Secondly, the spokesperson should be well-informed of the investigation. There is no need to launch into radio or TV interviews until the interviewee has had a full internal briefing. In addition, in the current threat landscape where companies are regularly hacked, executives must be able to answer basic questions around how customers’ personal data is protected as much of this will already be known before an incident occurs. If technical details are to be discussed, ensure a technical member of the organisation is the one answering the questions. At the same time, be wary of providing too much technical information whilst the investigation is taking place; the nature of an incident response investigation is iterative and often new information will reveal new insights and new areas of compromise.
Finally, be careful not to fall in to the attackers’ trap. The DDoS on the website may have been performed as a decoy whilst the more severe compromise was taking place, and the ransom message from the purported attackers would have exaggerated the extent of the incident.
The pre-emptive solution to the above issues is to have a strong incident response plan in place. This should detail how each incident should be categorised and prioritised, and list the steps to be taken in order to investigate, report and remediate. Following clear guidelines will reduce the likelihood of being influenced by an external factor such as claims from a malicious third party.
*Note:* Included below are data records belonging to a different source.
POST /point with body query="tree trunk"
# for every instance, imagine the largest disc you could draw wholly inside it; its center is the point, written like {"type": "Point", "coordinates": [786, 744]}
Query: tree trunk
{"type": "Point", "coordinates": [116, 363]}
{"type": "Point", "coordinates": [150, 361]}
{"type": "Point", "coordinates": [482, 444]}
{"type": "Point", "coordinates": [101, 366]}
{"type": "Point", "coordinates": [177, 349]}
Crucially the plan should include a communications strategy for when an incident occurs, detailing the chain of people who need to be informed. For critical incidents this should include technical specialists, HR, marketing and board level executives, as well as external parties such as the Information Commissioner’s Office. The plan should be regularly reviewed to ensure that it stays up-to-date with changes in the business.
Once this is in place, table top cyber incident exercises that ideally include representatives from each of these areas are hugely beneficial in working through what would happen in the event of an incident and how the process would work: leaving everyone much better prepared to coordinate an effective response and minimise damage if (or when) a real incident takes place.